Personal data is a big industry. And, as in any industry, there is a value chain emerging. We are on the bottom of that chain. We supply the raw data.
It's no coincidence that terms like “mining,” “scraping” and “stripping” are used when we talk about harvesting data. The digital trails of our behaviors and private thoughts are a raw resource that has become incredibly valuable.
And Facebook just happens to be strategically placed in the market to reap the greatest rewards. It adds value by aggregating and structuring the data. Advertisers then buy prepackaged blocks of this data to target their messaging.
The targeting that Facebook can provide -- thanks to the access it has to our data -- is superior to what was available before. This is a simple supply-and-demand equation. Facebook was connecting the supply -- coming from our willingness to surrender our personal data -- with the demand: advertisers insisting on more intrusive and personal targeting criteria.
A market opportunity emerged, and Facebook jumped on it. The phrase “Don’t hate the player, hate the game” comes to mind.
When new and untested markets emerge, all goes well until it doesn’t. Then all hell breaks loose -- just as it did with Cambridge Analytica. When that happens, our sense of fairness kicks in. We feel duped. We become judgmental, but everything is done in hindsight. This is all reaction.
We have to be reactive, because emerging markets are unpredictable. You can’t predict something like Cambridge Analytica. If it wasn’t this, it would have been something else that would have been equally unpredictable. The emerging market of data exchange virtually guaranteed that hell would eventually break loose.
As a recent post on Gizmodo points out, “the kind of data acquisition at the heart of the Cambridge Analytica scandal is more or less standard practice for every other technology company, including places like Google and even Apple. Facebook simply had the misfortune of getting caught after playing fast and loose with who has control over their data.”

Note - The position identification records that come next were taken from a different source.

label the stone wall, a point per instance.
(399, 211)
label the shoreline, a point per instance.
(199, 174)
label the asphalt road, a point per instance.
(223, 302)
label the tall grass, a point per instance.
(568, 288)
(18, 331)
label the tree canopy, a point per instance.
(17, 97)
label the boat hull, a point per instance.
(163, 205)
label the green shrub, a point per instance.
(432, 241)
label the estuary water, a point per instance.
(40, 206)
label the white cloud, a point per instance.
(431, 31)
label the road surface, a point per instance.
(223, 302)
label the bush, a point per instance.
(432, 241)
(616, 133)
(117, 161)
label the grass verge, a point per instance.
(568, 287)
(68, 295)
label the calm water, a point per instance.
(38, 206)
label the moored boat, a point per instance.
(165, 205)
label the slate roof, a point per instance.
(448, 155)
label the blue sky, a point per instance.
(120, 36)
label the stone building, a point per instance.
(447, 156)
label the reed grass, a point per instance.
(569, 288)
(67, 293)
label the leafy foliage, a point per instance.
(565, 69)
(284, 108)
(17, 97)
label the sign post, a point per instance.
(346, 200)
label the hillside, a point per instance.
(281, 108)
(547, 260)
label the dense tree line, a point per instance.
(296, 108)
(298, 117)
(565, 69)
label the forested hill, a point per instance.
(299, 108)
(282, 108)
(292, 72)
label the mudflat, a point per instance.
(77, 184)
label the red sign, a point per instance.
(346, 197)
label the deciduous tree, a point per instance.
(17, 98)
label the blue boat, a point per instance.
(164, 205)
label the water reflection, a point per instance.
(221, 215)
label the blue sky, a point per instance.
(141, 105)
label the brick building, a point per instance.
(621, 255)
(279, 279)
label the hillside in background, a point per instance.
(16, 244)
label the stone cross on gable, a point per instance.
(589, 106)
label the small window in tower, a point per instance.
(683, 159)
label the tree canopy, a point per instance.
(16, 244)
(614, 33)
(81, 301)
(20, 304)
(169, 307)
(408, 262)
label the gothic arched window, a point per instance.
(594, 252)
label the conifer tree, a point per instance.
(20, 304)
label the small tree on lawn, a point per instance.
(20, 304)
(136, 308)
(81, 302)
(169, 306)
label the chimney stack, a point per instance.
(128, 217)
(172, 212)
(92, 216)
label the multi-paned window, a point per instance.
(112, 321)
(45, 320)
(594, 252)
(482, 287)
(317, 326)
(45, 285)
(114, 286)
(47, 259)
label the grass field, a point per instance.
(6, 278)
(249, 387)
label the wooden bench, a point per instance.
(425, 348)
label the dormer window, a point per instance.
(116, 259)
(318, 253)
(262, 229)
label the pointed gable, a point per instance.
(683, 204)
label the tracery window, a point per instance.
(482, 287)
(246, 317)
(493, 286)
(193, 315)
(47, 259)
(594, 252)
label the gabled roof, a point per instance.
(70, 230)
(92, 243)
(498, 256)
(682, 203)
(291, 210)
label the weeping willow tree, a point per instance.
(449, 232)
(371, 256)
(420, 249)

To truly move forward, we all have to ask ourselves some hard questions. This is not restricted to Mark Zuckerberg and Facebook. It’s symptomatic of a much bigger issue.
And we, the ground-level source of this data, will be doing ourselves a disservice in the long run by trying to isolate the blame to any one individual or company. In a very real sense, this is our problem. We are part of a market dynamic that is untested, and -- as we’ve seen -- powerful enough to subvert democracy.
Some very big changes are required in the way we treat our own data. We owe it to ourselves to be part of that process.